Online Program

Retail alcohol availablity and youth drinking -- a critical assessment

Tuesday, November 5, 2013 : 8:30 a.m. - 8:50 a.m.

Heather Carlos, M.S., Norris Cotton Cancer Center, Geisel School of Medicine at Dartmouth, Lebanon, NH
Eugene Demidenko, PhD, Geisel School of Medicine at Dartmouth, Norris Cotton Cancer Center, Lebanon, NH
James Sargent, M.D., Norris Cotton Cancer Center, Geisel School of Medicine at Dartmouth, Lebanon, NH
Background: Alcohol outlets dictate many aspects of the sale of alcohol and may affect drinking behaviors. Limits on alcohol outlets could curtail consumption by limiting physical access to alcohol, increasing the cost of alcohol, limiting exposure to alcohol marketing, and affecting social aggregation in and around alcohol outlets. A recent systematic review found widely discrepant measures of alcohol outlet density, making it difficult to summarize effect sizes and rule out modifiable areal unit problem. Moreover, few of the existing studies are national in scope, making regional differences another likely contributor to the observed heterogeneity. Methods: We developed a national dataset from geocoded addresses of alcohol outlets from a commercial business information service. We calculated 21 different measures of alcohol outlet density using circular buffers, ZIP code areas, Census polygons and kernel density estimation techniques as well as Euclidian and network proximity around the homes of a national sample of adolescents (N = 3618) for whom drinking behaviors and covariates were assessed. Results: Correlation between the density and proximity varied widely. After controlling for individual level factors (friend use of alcohol, sensation seeking, age, race/ethnicity, movie exposure to alcohol depictions, parent monitoring and average household size), none of the measures of alcohol availability were significantly associated with binge drinking. We plan to conduct a sensitivity analysis using 2010 NAICS data in which we validate our business list data on alcohol outlets.
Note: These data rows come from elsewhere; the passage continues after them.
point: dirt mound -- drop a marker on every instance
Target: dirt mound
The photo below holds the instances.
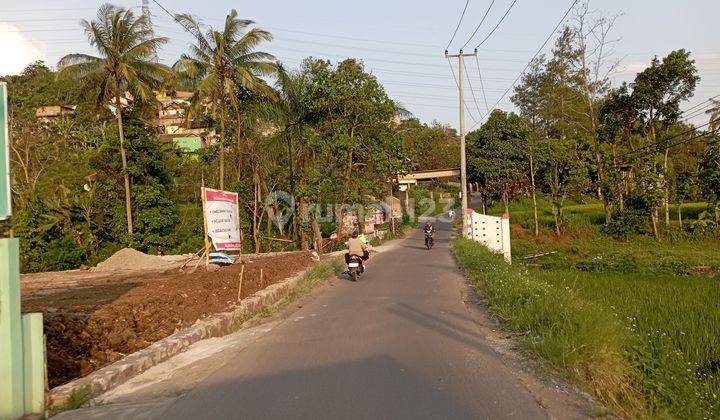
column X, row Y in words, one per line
column 91, row 326
column 130, row 259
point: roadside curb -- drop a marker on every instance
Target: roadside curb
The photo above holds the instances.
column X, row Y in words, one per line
column 217, row 325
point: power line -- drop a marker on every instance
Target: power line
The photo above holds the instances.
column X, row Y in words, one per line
column 458, row 86
column 664, row 141
column 458, row 25
column 498, row 24
column 482, row 85
column 695, row 137
column 472, row 91
column 479, row 25
column 539, row 50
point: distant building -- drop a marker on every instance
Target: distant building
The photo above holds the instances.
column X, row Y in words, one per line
column 53, row 112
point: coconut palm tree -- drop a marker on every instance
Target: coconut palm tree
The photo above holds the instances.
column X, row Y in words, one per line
column 127, row 61
column 224, row 63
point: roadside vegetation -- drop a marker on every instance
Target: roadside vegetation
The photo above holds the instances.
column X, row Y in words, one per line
column 105, row 177
column 645, row 343
column 613, row 194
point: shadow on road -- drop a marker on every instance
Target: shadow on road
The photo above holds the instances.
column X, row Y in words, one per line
column 448, row 328
column 346, row 390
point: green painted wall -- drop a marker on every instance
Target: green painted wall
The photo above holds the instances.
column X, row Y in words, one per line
column 4, row 155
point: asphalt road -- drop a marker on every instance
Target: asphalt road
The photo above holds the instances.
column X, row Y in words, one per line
column 399, row 344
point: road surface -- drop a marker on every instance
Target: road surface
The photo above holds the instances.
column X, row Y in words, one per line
column 399, row 344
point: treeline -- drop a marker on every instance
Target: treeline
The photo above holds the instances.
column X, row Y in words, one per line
column 630, row 146
column 88, row 184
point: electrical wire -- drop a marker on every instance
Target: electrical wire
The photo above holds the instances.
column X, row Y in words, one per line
column 472, row 91
column 664, row 141
column 458, row 25
column 479, row 25
column 458, row 86
column 482, row 85
column 497, row 26
column 539, row 50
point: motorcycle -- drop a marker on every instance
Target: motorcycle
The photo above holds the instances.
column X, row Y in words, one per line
column 429, row 240
column 355, row 267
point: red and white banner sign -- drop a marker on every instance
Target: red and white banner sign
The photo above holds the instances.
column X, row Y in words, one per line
column 221, row 219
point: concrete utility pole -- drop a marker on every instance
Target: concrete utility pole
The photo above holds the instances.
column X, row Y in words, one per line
column 463, row 168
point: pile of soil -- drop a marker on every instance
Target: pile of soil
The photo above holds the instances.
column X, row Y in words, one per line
column 130, row 259
column 91, row 326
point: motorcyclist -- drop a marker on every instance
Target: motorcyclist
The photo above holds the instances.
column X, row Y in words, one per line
column 429, row 230
column 357, row 247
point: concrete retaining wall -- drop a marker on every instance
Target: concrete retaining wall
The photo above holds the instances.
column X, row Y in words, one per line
column 217, row 325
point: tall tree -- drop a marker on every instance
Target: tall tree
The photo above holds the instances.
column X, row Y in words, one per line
column 497, row 153
column 127, row 62
column 596, row 49
column 223, row 63
column 657, row 93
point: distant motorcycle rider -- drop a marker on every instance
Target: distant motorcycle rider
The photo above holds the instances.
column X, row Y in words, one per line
column 357, row 247
column 429, row 230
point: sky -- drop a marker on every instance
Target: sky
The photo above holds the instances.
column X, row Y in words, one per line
column 401, row 42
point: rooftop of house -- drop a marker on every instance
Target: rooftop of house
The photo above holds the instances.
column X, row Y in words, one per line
column 54, row 110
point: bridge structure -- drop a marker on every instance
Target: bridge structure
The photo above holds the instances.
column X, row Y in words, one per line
column 415, row 176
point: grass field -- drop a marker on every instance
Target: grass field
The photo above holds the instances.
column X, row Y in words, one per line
column 637, row 323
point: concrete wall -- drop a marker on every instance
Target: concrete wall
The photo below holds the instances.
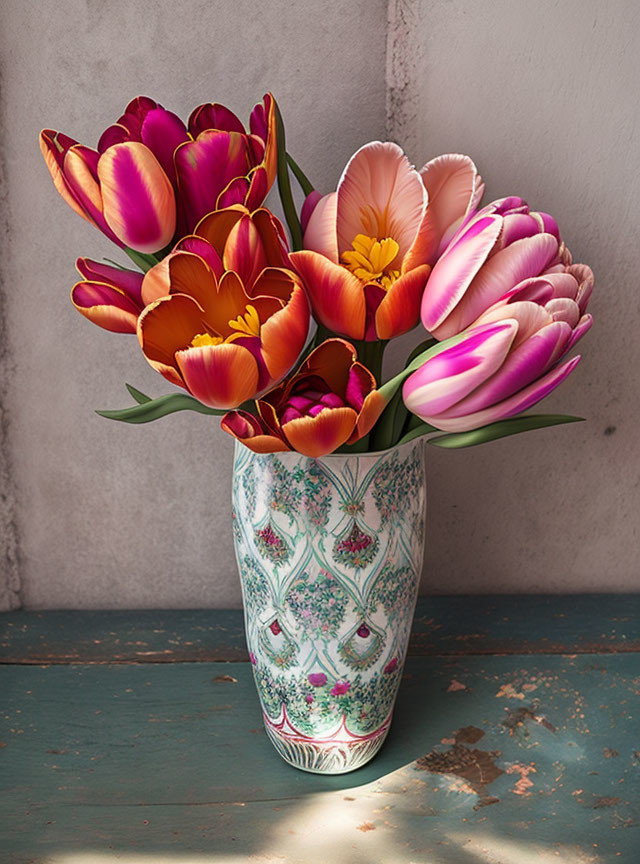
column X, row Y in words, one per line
column 96, row 514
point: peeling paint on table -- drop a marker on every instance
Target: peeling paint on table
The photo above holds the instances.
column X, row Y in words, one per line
column 509, row 759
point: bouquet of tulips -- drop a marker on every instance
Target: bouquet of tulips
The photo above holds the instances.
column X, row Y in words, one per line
column 224, row 303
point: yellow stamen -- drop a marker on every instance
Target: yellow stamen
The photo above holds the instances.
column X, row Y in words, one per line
column 370, row 259
column 247, row 324
column 204, row 339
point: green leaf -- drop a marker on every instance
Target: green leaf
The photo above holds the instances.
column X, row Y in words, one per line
column 141, row 259
column 153, row 409
column 416, row 431
column 501, row 429
column 284, row 185
column 301, row 177
column 138, row 395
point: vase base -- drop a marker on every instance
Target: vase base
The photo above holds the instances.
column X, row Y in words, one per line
column 337, row 753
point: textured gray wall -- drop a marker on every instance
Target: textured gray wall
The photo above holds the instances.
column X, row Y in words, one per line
column 96, row 514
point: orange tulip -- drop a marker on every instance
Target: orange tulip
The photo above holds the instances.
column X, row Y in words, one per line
column 330, row 401
column 222, row 339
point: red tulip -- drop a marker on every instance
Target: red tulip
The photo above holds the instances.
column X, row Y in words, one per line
column 221, row 339
column 330, row 401
column 111, row 297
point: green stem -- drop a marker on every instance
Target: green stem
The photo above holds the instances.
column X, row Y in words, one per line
column 301, row 177
column 284, row 186
column 141, row 259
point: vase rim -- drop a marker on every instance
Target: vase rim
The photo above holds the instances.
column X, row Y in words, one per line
column 334, row 456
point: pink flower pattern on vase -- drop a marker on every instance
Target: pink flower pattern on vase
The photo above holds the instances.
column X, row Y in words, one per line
column 330, row 583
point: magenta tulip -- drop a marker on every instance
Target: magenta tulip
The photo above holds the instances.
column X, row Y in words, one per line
column 503, row 249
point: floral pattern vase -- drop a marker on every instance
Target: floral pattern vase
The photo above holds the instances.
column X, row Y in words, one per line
column 330, row 553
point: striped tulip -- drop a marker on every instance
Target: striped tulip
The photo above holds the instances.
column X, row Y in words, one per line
column 503, row 249
column 229, row 239
column 111, row 297
column 330, row 401
column 224, row 164
column 222, row 340
column 507, row 362
column 369, row 245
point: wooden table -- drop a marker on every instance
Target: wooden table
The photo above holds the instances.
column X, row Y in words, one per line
column 136, row 737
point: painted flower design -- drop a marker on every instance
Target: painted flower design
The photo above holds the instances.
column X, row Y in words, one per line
column 356, row 549
column 340, row 688
column 272, row 546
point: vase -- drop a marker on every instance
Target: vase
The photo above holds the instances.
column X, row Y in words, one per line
column 330, row 553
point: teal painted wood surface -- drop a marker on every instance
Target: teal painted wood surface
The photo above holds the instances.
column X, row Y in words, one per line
column 443, row 625
column 508, row 759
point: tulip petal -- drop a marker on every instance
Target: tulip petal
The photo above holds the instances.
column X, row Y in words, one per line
column 138, row 198
column 205, row 167
column 585, row 279
column 283, row 334
column 53, row 146
column 234, row 193
column 213, row 116
column 380, row 195
column 399, row 310
column 442, row 381
column 220, row 376
column 515, row 404
column 249, row 431
column 521, row 367
column 320, row 233
column 105, row 306
column 167, row 325
column 127, row 281
column 371, row 410
column 317, row 436
column 244, row 252
column 502, row 272
column 156, row 282
column 450, row 181
column 215, row 227
column 336, row 295
column 259, row 185
column 456, row 269
column 308, row 207
column 163, row 132
column 584, row 325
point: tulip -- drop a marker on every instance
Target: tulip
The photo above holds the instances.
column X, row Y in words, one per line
column 229, row 239
column 504, row 248
column 507, row 362
column 368, row 246
column 223, row 341
column 330, row 401
column 151, row 175
column 123, row 191
column 111, row 297
column 224, row 164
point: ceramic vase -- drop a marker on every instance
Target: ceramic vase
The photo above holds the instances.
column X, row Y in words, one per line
column 330, row 553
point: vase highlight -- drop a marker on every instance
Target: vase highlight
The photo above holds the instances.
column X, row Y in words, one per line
column 330, row 553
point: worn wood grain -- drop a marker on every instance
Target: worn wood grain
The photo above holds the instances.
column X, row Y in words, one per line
column 443, row 626
column 169, row 764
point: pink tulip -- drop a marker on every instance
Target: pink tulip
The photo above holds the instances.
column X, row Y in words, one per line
column 505, row 250
column 502, row 366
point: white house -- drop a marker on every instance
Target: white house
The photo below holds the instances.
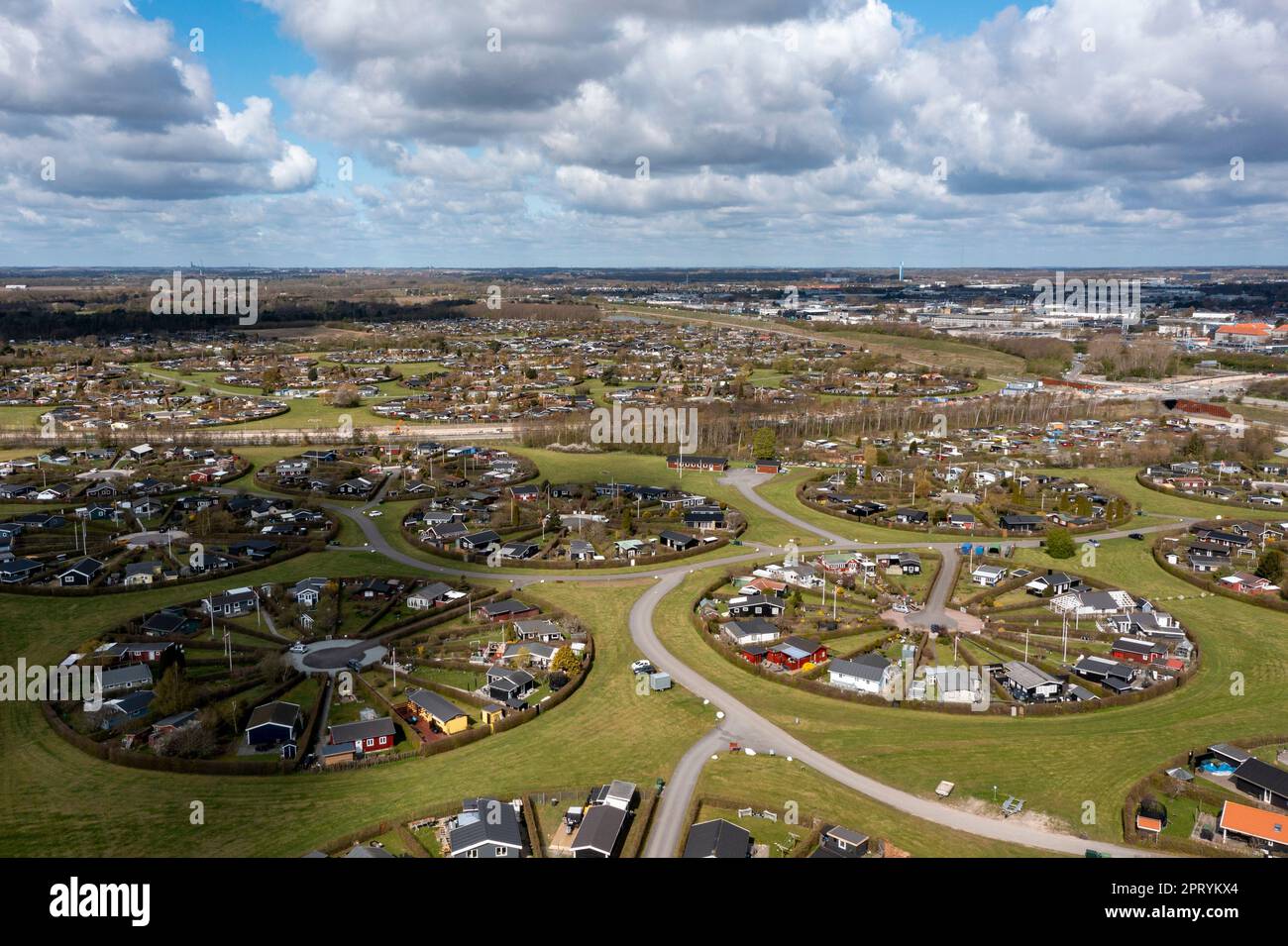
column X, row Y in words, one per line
column 870, row 674
column 988, row 576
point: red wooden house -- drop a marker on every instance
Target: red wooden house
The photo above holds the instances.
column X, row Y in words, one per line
column 797, row 652
column 1137, row 652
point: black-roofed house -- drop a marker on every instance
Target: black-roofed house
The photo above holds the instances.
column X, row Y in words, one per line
column 750, row 631
column 429, row 596
column 507, row 683
column 437, row 710
column 127, row 678
column 274, row 722
column 677, row 541
column 81, row 573
column 717, row 838
column 600, row 832
column 166, row 622
column 871, row 674
column 510, row 609
column 840, row 842
column 485, row 828
column 1265, row 783
column 756, row 605
column 16, row 571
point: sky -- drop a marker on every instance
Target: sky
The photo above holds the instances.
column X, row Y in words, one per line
column 657, row 133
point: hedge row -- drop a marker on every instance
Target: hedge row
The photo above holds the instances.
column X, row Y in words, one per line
column 58, row 591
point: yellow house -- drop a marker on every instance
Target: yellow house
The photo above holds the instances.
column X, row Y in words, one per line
column 437, row 710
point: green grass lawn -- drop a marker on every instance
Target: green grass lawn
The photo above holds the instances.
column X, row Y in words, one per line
column 58, row 800
column 1055, row 764
column 774, row 783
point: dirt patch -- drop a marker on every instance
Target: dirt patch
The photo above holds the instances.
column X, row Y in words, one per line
column 1035, row 820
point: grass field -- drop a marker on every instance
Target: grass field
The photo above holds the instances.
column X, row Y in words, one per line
column 58, row 800
column 777, row 783
column 62, row 802
column 1056, row 764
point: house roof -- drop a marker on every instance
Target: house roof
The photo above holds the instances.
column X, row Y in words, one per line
column 514, row 678
column 1026, row 676
column 275, row 713
column 436, row 705
column 717, row 838
column 1254, row 822
column 432, row 592
column 1263, row 777
column 361, row 730
column 498, row 825
column 600, row 829
column 858, row 668
column 1231, row 752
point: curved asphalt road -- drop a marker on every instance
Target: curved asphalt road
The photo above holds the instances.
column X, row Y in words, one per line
column 742, row 723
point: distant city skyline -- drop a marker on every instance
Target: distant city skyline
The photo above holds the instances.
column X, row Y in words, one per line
column 758, row 134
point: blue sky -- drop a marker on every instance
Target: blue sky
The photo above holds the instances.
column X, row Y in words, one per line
column 773, row 133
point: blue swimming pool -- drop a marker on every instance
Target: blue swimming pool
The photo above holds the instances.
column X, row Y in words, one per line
column 1216, row 768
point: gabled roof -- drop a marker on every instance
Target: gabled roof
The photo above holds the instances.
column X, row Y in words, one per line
column 434, row 704
column 362, row 729
column 275, row 713
column 600, row 829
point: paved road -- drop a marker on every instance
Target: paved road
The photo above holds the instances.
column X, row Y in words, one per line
column 673, row 815
column 747, row 478
column 745, row 725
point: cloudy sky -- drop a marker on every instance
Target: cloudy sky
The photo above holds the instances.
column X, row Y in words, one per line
column 485, row 133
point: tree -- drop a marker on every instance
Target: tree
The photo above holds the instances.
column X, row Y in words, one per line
column 764, row 443
column 566, row 662
column 1196, row 448
column 1060, row 543
column 172, row 692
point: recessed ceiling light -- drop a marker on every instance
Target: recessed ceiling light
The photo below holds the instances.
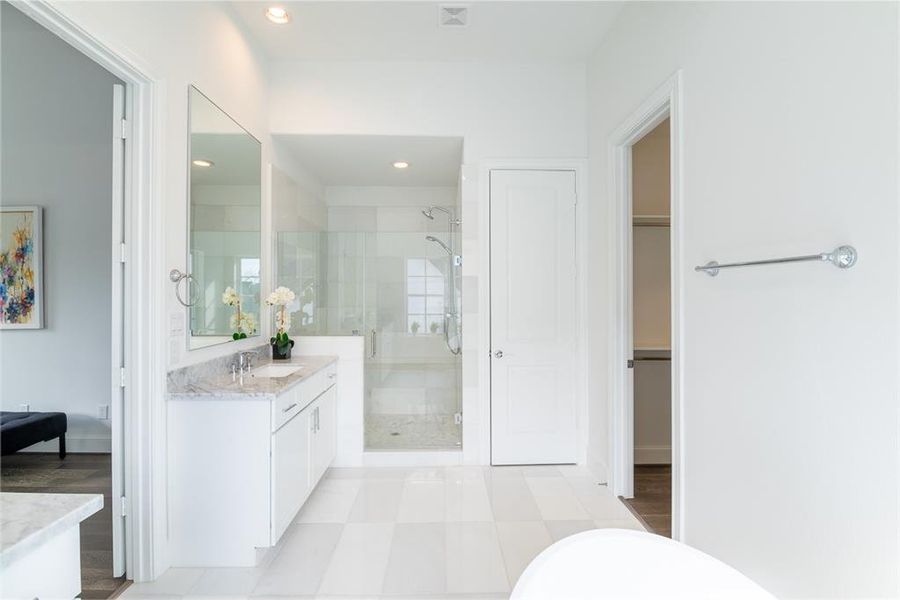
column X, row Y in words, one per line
column 278, row 15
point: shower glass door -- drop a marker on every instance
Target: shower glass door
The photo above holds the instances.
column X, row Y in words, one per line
column 400, row 291
column 412, row 377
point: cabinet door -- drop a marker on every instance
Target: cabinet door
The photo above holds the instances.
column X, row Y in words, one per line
column 290, row 472
column 326, row 433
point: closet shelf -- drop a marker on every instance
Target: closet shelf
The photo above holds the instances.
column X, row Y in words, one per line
column 650, row 220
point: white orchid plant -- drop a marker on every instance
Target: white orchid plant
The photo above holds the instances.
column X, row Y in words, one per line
column 242, row 323
column 280, row 299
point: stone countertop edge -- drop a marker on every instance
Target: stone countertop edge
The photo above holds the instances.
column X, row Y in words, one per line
column 28, row 520
column 263, row 388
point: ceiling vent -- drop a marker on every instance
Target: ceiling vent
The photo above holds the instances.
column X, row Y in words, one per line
column 453, row 16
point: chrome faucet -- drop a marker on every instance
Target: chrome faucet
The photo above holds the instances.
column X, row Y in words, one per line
column 245, row 359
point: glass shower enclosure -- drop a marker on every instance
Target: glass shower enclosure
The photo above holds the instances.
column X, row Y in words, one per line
column 401, row 290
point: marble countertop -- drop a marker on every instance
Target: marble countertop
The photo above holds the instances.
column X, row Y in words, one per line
column 29, row 520
column 264, row 388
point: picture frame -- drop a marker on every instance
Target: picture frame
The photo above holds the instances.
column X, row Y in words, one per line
column 21, row 267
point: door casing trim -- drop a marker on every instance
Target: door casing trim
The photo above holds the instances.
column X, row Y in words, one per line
column 665, row 101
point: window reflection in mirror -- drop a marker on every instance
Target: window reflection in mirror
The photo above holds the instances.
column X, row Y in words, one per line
column 224, row 226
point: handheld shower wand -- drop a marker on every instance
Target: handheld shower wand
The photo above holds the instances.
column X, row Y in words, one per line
column 431, row 238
Conclusion: Preliminary results suggest that alcohol outlet density and proximity are not associated with adolescent binge drinking.

Learning Areas:

Public health or related laws, regulations, standards, or guidelines
Social and behavioral sciences

Learning Objectives:
Demonstrate that alcohol outlet density and proximity are not associated with adolescent binge drinking

Keyword(s): Adolescents, Alcohol Use

Presenting author's disclosure statement:

Qualified on the content I am responsible for because: For the past three years, I have managed the GeoSpatial Resource at the Dartmouth-Hitchcock Norris Cotton Cancer Center. Through this core resource, I have compiled nationwide datasets for tobacco and alcohol outlets and performed sophisticated density analysis on these datasets. These datasets have been used to explore both individual level factors influencing smoking and drinking as well as issues of health disparities.
Any relevant financial relationships? No

I agree to comply with the American Public Health Association Conflict of Interest and Commercial Support Guidelines, and to disclose to the participants any off-label or experimental uses of a commercial product or service discussed in my presentation.